Coenogonium beaverae

Scientific classification
- Kingdom: Fungi
- Division: Ascomycota
- Class: Lecanoromycetes
- Order: Gyalectales
- Family: Coenogoniaceae
- Genus: Coenogonium
- Species: C. beaverae
- Binomial name: Coenogonium beaverae Lücking & Diederich (2017)

= Coenogonium beaverae =

- Authority: Lücking & Diederich (2017)

Species of lichen

Coenogonium beaverae is a species of corticolous (bark-dwelling), crustose lichen in the family Coenogoniaceae.
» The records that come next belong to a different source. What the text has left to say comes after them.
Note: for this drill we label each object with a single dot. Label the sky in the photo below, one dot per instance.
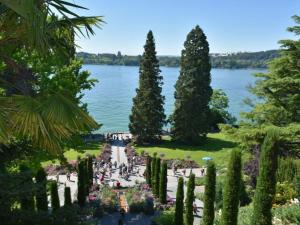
(230, 25)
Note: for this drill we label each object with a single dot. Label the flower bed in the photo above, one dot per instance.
(109, 199)
(105, 154)
(140, 201)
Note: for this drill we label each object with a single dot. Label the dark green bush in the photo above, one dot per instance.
(54, 197)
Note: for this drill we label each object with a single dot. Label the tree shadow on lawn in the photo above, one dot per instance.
(88, 146)
(211, 144)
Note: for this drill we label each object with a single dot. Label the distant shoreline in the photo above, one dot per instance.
(250, 68)
(241, 60)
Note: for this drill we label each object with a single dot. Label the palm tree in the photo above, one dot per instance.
(44, 27)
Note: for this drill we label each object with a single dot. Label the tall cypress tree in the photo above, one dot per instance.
(148, 170)
(209, 195)
(193, 90)
(178, 219)
(54, 197)
(67, 194)
(27, 194)
(163, 183)
(147, 117)
(189, 200)
(266, 182)
(41, 194)
(86, 176)
(153, 164)
(90, 170)
(81, 190)
(157, 174)
(232, 189)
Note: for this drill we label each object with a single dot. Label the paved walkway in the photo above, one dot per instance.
(118, 154)
(61, 187)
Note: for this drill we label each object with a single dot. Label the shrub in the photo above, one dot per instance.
(148, 171)
(284, 193)
(231, 189)
(244, 196)
(209, 195)
(289, 214)
(287, 170)
(219, 195)
(26, 195)
(163, 183)
(138, 202)
(54, 197)
(199, 181)
(157, 176)
(266, 181)
(166, 217)
(178, 218)
(81, 191)
(67, 194)
(109, 199)
(189, 217)
(41, 194)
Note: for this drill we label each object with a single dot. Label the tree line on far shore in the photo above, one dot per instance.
(198, 109)
(237, 60)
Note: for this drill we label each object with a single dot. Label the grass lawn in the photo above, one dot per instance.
(72, 154)
(218, 147)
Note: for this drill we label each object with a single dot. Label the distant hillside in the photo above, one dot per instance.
(228, 61)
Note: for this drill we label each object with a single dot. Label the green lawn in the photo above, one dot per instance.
(72, 154)
(218, 146)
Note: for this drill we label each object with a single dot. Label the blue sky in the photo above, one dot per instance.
(230, 25)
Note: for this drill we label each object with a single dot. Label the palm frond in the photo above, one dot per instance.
(48, 121)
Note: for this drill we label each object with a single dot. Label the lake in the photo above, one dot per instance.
(110, 101)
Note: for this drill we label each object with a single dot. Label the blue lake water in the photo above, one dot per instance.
(110, 101)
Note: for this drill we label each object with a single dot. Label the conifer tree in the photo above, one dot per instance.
(90, 170)
(266, 182)
(81, 193)
(178, 218)
(231, 194)
(86, 176)
(27, 196)
(54, 197)
(67, 194)
(157, 174)
(209, 195)
(41, 194)
(147, 117)
(189, 207)
(163, 183)
(153, 164)
(148, 170)
(190, 120)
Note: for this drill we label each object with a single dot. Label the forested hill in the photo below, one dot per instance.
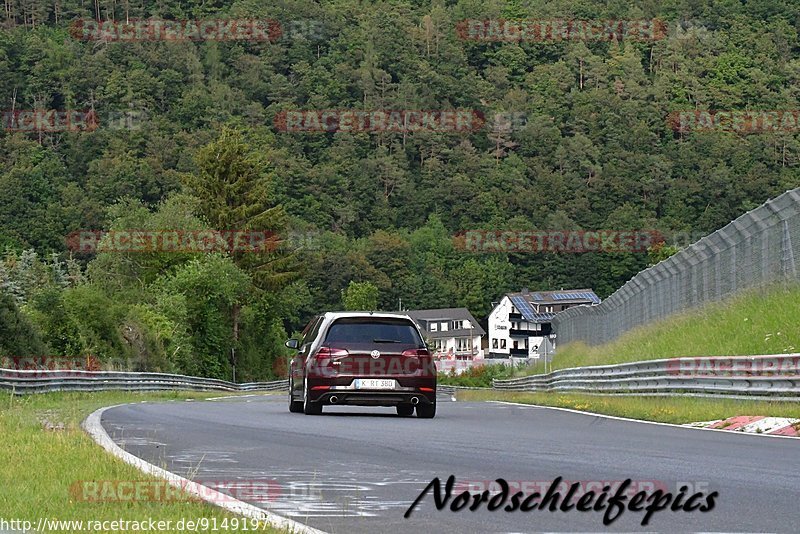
(577, 136)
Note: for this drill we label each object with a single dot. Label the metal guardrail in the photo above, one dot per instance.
(756, 377)
(759, 248)
(45, 381)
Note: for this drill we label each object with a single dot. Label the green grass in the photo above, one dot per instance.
(40, 465)
(766, 322)
(663, 409)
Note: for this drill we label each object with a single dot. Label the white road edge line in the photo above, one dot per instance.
(643, 421)
(93, 427)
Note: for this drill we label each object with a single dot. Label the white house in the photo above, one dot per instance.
(519, 325)
(452, 333)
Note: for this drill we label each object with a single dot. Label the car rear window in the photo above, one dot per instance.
(371, 331)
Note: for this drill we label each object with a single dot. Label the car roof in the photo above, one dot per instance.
(366, 314)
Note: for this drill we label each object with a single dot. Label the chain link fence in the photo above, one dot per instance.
(758, 248)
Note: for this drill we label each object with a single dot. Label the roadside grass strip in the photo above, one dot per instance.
(714, 412)
(753, 322)
(46, 452)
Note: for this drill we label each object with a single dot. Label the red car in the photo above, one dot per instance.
(362, 359)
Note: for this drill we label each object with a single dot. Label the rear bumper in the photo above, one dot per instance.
(373, 398)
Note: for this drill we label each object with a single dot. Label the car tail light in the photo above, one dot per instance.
(324, 361)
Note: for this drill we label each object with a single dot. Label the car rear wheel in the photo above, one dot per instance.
(294, 406)
(310, 408)
(426, 411)
(405, 410)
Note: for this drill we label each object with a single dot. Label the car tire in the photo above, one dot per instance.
(294, 406)
(405, 410)
(310, 408)
(426, 411)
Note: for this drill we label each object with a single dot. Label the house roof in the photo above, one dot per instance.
(447, 314)
(528, 302)
(558, 296)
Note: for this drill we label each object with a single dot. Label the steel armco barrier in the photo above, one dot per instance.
(45, 381)
(754, 377)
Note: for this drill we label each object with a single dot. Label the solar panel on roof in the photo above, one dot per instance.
(524, 307)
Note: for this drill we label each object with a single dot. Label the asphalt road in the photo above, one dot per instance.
(357, 470)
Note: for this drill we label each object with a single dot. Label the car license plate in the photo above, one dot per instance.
(373, 383)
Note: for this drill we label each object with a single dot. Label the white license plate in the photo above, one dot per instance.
(373, 383)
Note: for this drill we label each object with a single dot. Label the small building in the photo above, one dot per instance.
(519, 325)
(451, 333)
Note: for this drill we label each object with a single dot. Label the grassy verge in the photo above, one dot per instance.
(755, 322)
(39, 464)
(661, 409)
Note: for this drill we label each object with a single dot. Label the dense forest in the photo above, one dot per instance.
(577, 136)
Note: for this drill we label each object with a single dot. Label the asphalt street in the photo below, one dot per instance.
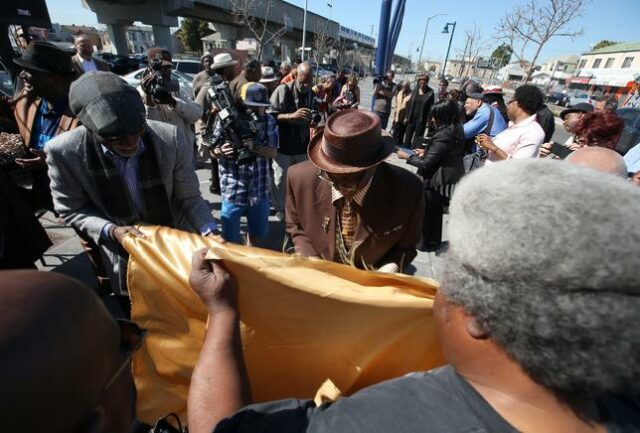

Found in Seychelles, it was formally described as a new species in 2017 by Robert Lücking and Paul Diederich. The type specimen was collected by the second author in a disturbed rainforest near the Sauzier Waterfall (Port Glaud, Mahé) at altitudes between 20 and 70 m. It is only known from the type locality. The species epithet beaverae honours Katy Beaver, "who generously gave support and assistance during the field trip of the first author to several Seychelles islands, and who is extremely active in the protection of the environment in Seychelles".

Characteristics of Coenogonium beaverae are its crustose thallus, its broad, small ascospores measuring 6–8 by 2.5–3.5 μm, and medium-sized, pale orange to cream-coloured apothecia that are 0.5–0.8 mm in diameter.